Last year the Google brain team organised a Ask-Me-Anything on reddit. It is an amazing AMA which I encourage everyone to read. However in case you do not have the time to go through the whole thing, I present some of the key take aways and learnings from the AMA.

“our research directions have definitely shifted and evolved based on what we’ve learned. For example, we’re using reinforcement learning quite a lot more than we were five years ago, especially reinforcement learning combined with deep neural nets. We also have a much stronger emphasis on deep recurrent models than we did when we started the project, as we try to solve more complex language understanding problems.”
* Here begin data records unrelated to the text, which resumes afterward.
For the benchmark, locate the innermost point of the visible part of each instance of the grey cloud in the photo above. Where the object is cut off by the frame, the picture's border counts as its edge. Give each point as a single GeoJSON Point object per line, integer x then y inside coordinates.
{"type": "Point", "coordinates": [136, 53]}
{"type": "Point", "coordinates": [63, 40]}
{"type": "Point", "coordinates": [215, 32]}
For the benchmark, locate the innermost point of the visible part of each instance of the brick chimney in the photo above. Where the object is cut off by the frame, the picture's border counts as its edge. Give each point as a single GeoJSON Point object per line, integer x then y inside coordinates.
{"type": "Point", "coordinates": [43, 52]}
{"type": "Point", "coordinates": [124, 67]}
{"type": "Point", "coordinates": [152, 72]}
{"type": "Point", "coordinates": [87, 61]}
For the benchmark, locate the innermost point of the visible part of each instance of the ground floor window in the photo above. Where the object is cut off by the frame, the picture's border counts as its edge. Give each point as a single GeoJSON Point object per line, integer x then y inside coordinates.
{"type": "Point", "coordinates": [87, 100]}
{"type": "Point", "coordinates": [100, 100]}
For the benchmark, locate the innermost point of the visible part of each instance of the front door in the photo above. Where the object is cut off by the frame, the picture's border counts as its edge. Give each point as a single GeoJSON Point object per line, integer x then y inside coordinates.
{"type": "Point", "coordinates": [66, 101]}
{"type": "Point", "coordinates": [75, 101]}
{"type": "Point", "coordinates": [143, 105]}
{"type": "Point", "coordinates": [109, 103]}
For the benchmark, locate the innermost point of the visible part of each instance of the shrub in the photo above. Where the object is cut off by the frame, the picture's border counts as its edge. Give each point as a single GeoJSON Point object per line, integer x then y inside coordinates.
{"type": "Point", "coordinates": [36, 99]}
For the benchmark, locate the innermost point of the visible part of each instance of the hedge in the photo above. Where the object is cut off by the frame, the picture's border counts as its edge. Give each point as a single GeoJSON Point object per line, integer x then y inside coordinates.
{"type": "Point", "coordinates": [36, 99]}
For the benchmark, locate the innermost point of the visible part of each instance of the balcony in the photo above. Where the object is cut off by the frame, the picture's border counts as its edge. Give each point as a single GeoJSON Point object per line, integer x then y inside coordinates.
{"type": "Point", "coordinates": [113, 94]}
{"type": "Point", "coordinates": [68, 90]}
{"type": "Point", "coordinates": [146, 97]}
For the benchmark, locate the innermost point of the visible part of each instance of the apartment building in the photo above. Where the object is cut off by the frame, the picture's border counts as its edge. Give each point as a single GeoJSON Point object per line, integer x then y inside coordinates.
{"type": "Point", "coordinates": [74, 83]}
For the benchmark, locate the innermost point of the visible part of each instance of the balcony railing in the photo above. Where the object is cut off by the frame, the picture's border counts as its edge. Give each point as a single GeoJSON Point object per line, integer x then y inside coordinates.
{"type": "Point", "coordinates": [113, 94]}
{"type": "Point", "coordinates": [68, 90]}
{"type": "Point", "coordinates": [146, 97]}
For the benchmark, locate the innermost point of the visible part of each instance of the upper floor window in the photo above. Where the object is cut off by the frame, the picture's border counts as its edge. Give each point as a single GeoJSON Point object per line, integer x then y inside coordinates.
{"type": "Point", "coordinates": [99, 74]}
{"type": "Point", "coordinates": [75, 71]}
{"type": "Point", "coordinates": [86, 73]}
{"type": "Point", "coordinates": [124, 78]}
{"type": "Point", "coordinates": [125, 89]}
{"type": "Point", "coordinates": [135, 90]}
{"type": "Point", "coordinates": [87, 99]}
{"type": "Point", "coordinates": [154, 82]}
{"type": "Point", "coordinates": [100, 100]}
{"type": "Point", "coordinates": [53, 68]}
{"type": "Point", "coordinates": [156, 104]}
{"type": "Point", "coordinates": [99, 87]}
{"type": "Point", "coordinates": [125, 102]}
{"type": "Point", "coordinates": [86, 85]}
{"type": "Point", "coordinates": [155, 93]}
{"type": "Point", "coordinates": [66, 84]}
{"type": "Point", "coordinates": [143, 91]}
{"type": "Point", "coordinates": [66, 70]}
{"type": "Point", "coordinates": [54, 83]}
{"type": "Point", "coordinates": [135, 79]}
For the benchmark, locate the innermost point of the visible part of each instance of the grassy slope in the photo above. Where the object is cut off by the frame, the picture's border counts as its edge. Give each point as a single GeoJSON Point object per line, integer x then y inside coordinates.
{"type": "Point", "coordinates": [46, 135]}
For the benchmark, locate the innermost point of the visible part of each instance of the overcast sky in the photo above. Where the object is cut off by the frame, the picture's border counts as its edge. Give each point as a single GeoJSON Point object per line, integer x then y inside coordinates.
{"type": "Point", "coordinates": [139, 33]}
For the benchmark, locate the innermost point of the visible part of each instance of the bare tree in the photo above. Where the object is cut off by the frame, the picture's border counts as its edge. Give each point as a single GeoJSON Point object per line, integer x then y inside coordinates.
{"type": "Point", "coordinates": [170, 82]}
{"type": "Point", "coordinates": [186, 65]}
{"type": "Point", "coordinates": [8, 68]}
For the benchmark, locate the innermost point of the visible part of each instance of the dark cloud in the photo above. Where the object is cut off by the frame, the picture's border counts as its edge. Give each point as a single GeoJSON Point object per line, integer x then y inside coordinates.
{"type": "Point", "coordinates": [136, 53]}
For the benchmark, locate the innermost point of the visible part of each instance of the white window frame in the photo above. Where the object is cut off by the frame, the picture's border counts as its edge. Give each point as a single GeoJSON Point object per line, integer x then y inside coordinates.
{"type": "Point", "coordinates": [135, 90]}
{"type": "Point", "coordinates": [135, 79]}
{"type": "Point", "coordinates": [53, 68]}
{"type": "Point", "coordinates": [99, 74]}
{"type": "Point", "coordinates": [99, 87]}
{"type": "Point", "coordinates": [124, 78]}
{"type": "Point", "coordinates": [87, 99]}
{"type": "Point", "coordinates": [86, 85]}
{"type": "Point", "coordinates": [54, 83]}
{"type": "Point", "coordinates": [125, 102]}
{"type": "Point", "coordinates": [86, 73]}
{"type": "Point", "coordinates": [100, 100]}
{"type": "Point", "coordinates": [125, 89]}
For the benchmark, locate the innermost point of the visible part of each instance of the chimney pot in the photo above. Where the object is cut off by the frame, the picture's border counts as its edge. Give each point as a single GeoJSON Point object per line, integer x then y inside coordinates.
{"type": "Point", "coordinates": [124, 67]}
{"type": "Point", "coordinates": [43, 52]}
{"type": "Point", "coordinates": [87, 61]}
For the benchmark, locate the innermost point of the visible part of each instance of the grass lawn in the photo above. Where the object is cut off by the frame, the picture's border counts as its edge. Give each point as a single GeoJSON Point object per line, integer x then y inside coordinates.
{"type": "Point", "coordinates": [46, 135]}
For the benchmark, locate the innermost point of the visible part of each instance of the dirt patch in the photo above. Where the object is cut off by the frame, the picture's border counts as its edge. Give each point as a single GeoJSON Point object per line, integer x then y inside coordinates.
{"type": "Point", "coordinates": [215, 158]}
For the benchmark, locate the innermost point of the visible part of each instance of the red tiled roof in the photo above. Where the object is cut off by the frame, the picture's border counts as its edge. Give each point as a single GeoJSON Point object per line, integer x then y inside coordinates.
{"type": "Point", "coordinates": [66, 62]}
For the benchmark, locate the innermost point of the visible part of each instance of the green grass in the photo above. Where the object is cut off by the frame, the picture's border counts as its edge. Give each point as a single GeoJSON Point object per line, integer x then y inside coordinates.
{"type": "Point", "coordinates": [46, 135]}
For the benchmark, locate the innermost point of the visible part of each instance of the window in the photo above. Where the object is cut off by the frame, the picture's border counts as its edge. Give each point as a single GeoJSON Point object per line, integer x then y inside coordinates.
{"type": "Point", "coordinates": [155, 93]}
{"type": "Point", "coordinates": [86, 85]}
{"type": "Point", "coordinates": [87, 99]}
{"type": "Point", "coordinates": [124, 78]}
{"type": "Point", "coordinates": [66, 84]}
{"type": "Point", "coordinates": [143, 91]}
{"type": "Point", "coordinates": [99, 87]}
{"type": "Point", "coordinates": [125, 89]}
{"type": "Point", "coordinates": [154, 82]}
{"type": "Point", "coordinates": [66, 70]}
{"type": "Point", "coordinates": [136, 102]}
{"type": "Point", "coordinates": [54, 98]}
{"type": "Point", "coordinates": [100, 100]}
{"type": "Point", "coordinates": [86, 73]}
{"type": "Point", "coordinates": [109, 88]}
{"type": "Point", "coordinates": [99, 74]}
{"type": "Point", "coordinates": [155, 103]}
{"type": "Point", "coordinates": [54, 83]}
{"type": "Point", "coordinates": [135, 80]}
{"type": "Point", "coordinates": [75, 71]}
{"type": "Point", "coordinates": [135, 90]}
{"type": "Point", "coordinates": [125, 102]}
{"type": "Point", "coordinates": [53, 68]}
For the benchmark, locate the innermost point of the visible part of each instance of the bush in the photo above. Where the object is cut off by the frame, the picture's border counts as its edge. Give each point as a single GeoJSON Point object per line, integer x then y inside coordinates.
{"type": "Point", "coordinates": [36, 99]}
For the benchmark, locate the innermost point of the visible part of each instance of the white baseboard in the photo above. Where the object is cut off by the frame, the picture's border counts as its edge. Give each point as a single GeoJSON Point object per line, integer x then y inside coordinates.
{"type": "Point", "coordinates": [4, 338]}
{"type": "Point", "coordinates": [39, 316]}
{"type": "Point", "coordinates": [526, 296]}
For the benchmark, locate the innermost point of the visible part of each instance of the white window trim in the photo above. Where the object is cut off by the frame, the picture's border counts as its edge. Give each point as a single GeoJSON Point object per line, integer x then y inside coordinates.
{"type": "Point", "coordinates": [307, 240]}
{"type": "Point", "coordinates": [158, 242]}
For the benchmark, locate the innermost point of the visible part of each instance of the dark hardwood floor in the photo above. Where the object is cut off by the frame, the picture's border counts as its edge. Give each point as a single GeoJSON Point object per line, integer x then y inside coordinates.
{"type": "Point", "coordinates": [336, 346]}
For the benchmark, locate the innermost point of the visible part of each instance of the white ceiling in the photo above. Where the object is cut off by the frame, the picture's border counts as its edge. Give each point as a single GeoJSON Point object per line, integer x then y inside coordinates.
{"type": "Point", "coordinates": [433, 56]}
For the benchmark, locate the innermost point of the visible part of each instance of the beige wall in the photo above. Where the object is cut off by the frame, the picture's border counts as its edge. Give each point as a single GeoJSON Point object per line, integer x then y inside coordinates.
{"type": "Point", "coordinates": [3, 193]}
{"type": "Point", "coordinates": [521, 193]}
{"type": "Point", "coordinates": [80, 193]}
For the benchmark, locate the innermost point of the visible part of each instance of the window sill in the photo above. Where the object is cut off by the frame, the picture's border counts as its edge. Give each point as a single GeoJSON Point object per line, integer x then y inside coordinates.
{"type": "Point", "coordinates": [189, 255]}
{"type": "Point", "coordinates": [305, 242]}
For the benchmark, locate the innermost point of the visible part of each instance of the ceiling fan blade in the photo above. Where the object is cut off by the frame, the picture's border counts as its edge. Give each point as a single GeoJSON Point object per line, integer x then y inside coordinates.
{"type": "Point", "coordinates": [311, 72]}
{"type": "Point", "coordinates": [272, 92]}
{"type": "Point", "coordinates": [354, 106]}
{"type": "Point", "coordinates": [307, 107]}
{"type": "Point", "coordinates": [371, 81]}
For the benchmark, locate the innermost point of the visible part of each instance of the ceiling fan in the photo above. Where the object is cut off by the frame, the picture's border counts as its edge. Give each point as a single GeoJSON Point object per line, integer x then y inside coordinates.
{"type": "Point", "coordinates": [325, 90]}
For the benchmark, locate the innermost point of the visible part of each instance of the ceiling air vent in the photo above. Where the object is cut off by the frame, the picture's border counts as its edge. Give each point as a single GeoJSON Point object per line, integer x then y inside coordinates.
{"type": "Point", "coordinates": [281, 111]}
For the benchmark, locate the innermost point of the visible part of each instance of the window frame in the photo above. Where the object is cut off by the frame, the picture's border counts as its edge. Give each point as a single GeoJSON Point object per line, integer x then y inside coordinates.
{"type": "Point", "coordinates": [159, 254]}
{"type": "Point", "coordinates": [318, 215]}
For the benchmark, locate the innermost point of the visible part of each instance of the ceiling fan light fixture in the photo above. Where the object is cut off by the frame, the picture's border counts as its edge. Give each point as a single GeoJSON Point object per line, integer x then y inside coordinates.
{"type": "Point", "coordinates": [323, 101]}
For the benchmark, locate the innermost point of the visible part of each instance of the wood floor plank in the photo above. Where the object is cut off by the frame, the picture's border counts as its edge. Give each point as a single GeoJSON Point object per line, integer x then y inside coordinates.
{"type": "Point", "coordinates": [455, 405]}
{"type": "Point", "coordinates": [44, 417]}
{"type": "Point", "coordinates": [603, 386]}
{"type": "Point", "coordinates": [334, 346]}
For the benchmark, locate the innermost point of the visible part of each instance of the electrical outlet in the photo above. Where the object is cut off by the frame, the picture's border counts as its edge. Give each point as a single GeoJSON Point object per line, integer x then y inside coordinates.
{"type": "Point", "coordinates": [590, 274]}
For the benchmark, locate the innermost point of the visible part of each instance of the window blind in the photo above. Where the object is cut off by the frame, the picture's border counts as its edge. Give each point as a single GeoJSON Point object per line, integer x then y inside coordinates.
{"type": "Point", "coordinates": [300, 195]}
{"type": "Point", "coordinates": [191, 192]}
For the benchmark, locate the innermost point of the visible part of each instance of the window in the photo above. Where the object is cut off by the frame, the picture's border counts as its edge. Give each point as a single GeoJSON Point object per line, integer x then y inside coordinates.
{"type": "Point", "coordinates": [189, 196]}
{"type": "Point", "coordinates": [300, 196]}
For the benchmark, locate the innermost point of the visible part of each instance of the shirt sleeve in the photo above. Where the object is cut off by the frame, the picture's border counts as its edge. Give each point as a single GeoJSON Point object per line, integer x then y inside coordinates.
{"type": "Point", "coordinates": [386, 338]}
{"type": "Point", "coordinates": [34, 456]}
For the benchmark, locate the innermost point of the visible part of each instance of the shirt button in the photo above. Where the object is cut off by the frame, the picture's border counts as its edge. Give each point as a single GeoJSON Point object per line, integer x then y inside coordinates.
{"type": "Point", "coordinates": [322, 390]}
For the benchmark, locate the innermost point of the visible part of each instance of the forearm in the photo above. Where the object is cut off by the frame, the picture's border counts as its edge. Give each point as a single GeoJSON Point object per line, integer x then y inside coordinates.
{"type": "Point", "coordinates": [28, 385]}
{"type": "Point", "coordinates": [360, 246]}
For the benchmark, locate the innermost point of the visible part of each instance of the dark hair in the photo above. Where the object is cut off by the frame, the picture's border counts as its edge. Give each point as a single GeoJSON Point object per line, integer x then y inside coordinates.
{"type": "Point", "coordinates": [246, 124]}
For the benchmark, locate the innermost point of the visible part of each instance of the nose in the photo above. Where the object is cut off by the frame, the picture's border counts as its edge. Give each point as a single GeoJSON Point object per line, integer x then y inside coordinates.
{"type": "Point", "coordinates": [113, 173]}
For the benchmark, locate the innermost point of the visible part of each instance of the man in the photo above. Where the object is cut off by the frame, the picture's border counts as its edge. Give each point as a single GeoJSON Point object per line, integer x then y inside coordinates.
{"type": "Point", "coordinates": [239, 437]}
“Machine learning is equal parts plumbing, data quality and algorithm development. (That’s optimistic. It’s really a lot of plumbing and data :).“

Underrated methods:

  • Random Forests and Gradient Boosting
  • Evolutionary approaches
  • The general problem of intelligent automated collection of training data
    Treating neural nets as parametric representations of programs, rather than parametric function approximators.
  • NEAT
  • Careful cleanup of data, e.g. pouring lots of energy into finding systematic problems with metadata

Exciting Work:

  • The problem of robotics in unconstrained environments is at the perfect almost-but-not-quite-working spot right now, and that deep learning might just be the missing ingredient to make it work robustly in the real world.
  • Architecture search is an area we are very excited about. We could be getting to the point where it may soon be computationally feasible to deploy evolutionary algorithms in large scale to complement traditional deep learning pipelines.
  • Excited by the potential for new techniques (particularly generative models) to augment human creativity. For example, neural doodle, artistic style transfer, realistic generative models, the music generation work being done by Magenta.
  • All the recent work in unsupervised learning and generative models.
    anything related to deep reinforcement learning and low sample complexity algorithms for learning policies. We want intelligent agents that can quickly and easily adapt to new tasks.
  • Moving beyond supervised learning. I’m especially excited to see research in domains where we don’t have a clear numeric measure of success. But I’m biased… I’m working on Magenta, a Brain effort to generate art and music using deep learning and reinforcement learning

Resources:

  • https://keras.io/ : Keras is a minimalist, highly modular neural networks library, written in Python and capable of running on top of either TensorFlow or Theano. It was developed with a focus on enabling fast experimentation. Being able to go from idea to result with the least possible delay is key to doing good research.
  • http://www.arxiv-sanity.com/ : Get the best of airxiv; also find similar papers according to tf-idf
  • /r/MachineLearning
  • https://nucl.ai/blog/neural-doodles/ : Neural Doodles!!

Difference between Reinforcement Learning and Supervised Learning

During the introductory class of our Neural Networks course a classmate asked me this question. This is a really good question. I thought I knew the answer, until I sat down to write it. So I digged a little deeper and came across this paper “Reinforcement Learning and its Relationship to Supervised Learning ANDREW G. BARTO and THOMAS G. DIETTERICH”. A tldr version from my understanding can be found below:

http://www-anw.cs.umass.edu/pubs/2004/barto_d_04.pdf

 

Supervised Learning

In supervised learning, the learner is given training examples of the form (xi, yi), where each input value xi is usually an n-dimensional vector and each output value yi is a scalar (either a discrete-valued quantity or a real-valued quantity). It is assumed that the input values are drawn from some fixed probability distribution D(x) and then the output values yi are assigned to them.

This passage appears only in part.